Beyond lending, 1st Source generates revenue through trust and wealth advisory services, treasury management for businesses, and insurance products offered through its subsidiary 1st Source Insurance. The company's business model combines the personalized service of a regional bank with specialized financing expertise that extends well beyond its geographic footprint.
4. Regional Banks
Regional banks, financial institutions operating within specific geographic areas, serve as intermediaries between local depositors and borrowers. They benefit from rising interest rates that improve net interest margins (the difference between loan yields and deposit costs), digital transformation reducing operational expenses, and local economic growth driving loan demand. However, these banks face headwinds from fintech competition, deposit outflows to higher-yielding alternatives, credit deterioration (increasing loan defaults) during economic slowdowns, and regulatory compliance costs. Recent concerns about regional bank stability following high-profile failures and significant commercial real estate exposure present additional challenges.
1st Source competes with larger regional banks like Fifth Third Bancorp (NASDAQ:FITB) and Huntington Bancshares (NASDAQ:HBAN) in its core Midwest markets, as well as with specialized equipment financiers like Enova International (NYSE:ENVA) and specialty lenders in its niche financing segments.
5. Sales Growth
Net interest income and and fee-based revenue are the two pillars supporting bank earnings. The former captures profit from the gap between lending rates and deposit costs, while the latter encompasses charges for banking services, credit products, wealth management, and trading activities. Unfortunately, 1st Source’s 5.6% annualized revenue growth over the last five years was sluggish. This wasn’t a great result compared to the rest of the banking sector, but there are still things to like about 1st Source.

Long-term growth is the most important, but within financials, a half-decade historical view may miss recent interest rate changes and market returns. 1st Source’s annualized revenue growth of 8.3% over the last two years is above its five-year trend, but we were still disappointed by the results.
Note: Quarters not shown were determined to be outliers, impacted by outsized investment gains/losses that are not indicative of the recurring fundamentals of the business.
This quarter, 1st Source’s year-on-year revenue growth was 13.1%, and its $110.8 million of revenue was in line with Wall Street’s estimates.
Net interest income made up 75.5% of the company’s total revenue during the last five years, meaning lending operations are 1st Source’s largest source of revenue.

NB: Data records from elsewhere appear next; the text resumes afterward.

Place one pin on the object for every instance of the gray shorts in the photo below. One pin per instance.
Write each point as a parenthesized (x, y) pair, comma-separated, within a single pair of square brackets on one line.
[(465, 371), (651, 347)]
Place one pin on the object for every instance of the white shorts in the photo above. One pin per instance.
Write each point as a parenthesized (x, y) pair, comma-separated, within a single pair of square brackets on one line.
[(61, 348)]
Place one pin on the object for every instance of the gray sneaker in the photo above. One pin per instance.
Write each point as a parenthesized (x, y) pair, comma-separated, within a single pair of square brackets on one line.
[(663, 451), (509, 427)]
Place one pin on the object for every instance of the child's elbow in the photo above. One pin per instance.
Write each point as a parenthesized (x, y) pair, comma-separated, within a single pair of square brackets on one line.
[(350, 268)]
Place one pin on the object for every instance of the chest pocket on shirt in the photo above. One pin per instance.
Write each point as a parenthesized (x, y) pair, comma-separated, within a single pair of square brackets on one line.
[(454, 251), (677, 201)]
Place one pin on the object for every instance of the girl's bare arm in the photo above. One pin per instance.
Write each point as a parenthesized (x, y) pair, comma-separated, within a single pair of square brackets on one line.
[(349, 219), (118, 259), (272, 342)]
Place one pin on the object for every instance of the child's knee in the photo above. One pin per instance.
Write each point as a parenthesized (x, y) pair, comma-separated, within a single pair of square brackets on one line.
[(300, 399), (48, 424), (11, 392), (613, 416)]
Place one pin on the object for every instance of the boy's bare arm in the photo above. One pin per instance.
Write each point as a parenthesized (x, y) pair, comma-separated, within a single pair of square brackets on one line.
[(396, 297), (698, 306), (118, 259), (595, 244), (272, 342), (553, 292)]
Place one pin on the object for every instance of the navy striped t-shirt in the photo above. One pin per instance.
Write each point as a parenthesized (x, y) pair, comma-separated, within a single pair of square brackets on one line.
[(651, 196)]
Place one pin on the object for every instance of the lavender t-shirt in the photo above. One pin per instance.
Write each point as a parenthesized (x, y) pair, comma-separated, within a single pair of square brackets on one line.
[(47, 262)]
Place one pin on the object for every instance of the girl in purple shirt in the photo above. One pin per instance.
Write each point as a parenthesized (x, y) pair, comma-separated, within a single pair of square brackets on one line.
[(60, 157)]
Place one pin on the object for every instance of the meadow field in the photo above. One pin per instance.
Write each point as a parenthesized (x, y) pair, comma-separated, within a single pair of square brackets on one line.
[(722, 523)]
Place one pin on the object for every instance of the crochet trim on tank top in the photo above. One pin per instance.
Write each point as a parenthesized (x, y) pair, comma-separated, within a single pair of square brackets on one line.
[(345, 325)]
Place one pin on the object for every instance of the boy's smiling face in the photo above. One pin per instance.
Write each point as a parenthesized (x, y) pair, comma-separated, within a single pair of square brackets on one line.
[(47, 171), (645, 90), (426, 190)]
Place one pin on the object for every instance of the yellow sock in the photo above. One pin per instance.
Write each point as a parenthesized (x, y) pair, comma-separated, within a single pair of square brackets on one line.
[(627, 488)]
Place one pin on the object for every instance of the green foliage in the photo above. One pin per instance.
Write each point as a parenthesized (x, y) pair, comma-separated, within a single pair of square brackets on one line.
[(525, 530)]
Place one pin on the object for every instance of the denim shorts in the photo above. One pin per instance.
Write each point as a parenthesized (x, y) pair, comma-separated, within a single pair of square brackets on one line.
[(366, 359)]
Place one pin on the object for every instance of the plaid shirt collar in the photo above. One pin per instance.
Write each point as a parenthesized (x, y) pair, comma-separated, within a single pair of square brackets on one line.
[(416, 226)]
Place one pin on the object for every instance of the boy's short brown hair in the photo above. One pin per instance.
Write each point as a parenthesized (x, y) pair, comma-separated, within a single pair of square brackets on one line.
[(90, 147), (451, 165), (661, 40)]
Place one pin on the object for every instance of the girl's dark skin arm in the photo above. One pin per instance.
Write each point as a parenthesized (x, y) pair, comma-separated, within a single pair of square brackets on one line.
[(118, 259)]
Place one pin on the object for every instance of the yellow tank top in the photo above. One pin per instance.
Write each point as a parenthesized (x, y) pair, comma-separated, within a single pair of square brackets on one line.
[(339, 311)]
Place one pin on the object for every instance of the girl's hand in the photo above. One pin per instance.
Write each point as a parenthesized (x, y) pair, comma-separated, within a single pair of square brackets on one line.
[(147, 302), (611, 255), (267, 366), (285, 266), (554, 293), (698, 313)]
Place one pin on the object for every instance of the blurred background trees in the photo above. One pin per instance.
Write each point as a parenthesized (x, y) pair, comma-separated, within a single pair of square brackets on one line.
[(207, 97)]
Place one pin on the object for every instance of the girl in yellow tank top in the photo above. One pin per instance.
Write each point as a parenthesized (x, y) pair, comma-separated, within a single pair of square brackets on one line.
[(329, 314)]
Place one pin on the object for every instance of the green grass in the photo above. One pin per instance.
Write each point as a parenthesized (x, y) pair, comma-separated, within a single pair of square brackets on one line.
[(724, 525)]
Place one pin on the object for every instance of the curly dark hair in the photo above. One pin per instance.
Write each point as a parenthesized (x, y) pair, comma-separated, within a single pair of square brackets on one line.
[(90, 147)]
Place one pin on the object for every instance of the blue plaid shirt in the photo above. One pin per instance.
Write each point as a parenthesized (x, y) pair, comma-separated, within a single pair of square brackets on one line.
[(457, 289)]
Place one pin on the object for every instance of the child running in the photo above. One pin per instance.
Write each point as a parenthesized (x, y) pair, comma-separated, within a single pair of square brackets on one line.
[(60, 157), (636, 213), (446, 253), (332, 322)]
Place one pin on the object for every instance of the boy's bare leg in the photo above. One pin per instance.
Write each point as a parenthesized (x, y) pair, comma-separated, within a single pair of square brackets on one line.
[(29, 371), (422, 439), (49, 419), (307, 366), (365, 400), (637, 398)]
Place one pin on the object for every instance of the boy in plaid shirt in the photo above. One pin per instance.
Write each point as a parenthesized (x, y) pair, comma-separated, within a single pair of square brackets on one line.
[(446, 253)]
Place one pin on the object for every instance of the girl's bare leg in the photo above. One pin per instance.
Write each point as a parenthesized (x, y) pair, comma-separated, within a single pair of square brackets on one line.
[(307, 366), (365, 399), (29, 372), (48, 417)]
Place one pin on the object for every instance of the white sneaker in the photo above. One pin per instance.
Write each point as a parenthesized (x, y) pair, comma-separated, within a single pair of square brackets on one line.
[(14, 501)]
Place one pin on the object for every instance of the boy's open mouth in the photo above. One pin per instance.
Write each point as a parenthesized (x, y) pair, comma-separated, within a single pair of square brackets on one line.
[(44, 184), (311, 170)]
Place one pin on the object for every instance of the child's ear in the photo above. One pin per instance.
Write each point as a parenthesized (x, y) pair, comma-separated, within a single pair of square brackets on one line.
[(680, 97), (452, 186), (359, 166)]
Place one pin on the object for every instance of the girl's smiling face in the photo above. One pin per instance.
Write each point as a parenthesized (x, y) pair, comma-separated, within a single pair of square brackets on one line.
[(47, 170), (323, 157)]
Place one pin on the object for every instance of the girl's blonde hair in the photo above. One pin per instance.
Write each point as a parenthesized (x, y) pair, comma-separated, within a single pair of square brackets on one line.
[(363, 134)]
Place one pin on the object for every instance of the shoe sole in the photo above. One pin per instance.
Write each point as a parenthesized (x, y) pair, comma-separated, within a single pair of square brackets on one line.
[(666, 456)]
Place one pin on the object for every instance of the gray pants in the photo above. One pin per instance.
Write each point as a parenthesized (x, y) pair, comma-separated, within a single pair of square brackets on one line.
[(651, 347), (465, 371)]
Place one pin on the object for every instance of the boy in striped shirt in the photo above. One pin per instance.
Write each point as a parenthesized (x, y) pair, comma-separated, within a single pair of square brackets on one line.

Net interest income commands greater market attention due to its reliability and consistency, whereas non-interest income is often seen as lower-quality revenue that lacks the same dependable characteristics.
6. Earnings Per Share
We track the long-term change in earnings per share (EPS) for the same reason as long-term revenue growth. Compared to revenue, however, EPS highlights whether a company’s growth is profitable.
1st Source’s EPS grew at a remarkable 15.2% compounded annual growth rate over the last five years, higher than its 5.6% annualized revenue growth. However, this alone doesn’t tell us much about its business quality because its efficiency ratio didn’t improve.

Like with revenue, we analyze EPS over a shorter period to see if we are missing a change in the business.
For 1st Source, its two-year annual EPS growth of 15.2% is similar to its five-year trend, implying strong and stable earnings power.
In Q4, 1st Source reported adjusted EPS of $1.87, up from $1.41 in the same quarter last year. This print easily cleared analysts’ estimates, and shareholders should be content with the results. Over the next 12 months, Wall Street expects 1st Source’s full-year EPS of $6.73 to shrink by 5.1%.
7. Tangible Book Value Per Share (TBVPS)
The balance sheet drives banking profitability since earnings flow from the spread between borrowing and lending rates. As such, valuations for these companies concentrate on capital strength and sustainable equity accumulation potential.
This is why we consider tangible book value per share (TBVPS) the most important metric to track for banks. TBVPS represents the real, liquid net worth per share of a bank, excluding intangible assets that have debatable value upon liquidation. Other (and more commonly known) per-share metrics like EPS can sometimes be murky due to M&A or accounting rules allowing for loan losses to be spread out.
1st Source’s TBVPS grew at an exceptional 9.1% annual clip over the last five years. TBVPS growth has also accelerated recently, growing by 14.8% annually over the last two years from $37.06 to $48.88 per share.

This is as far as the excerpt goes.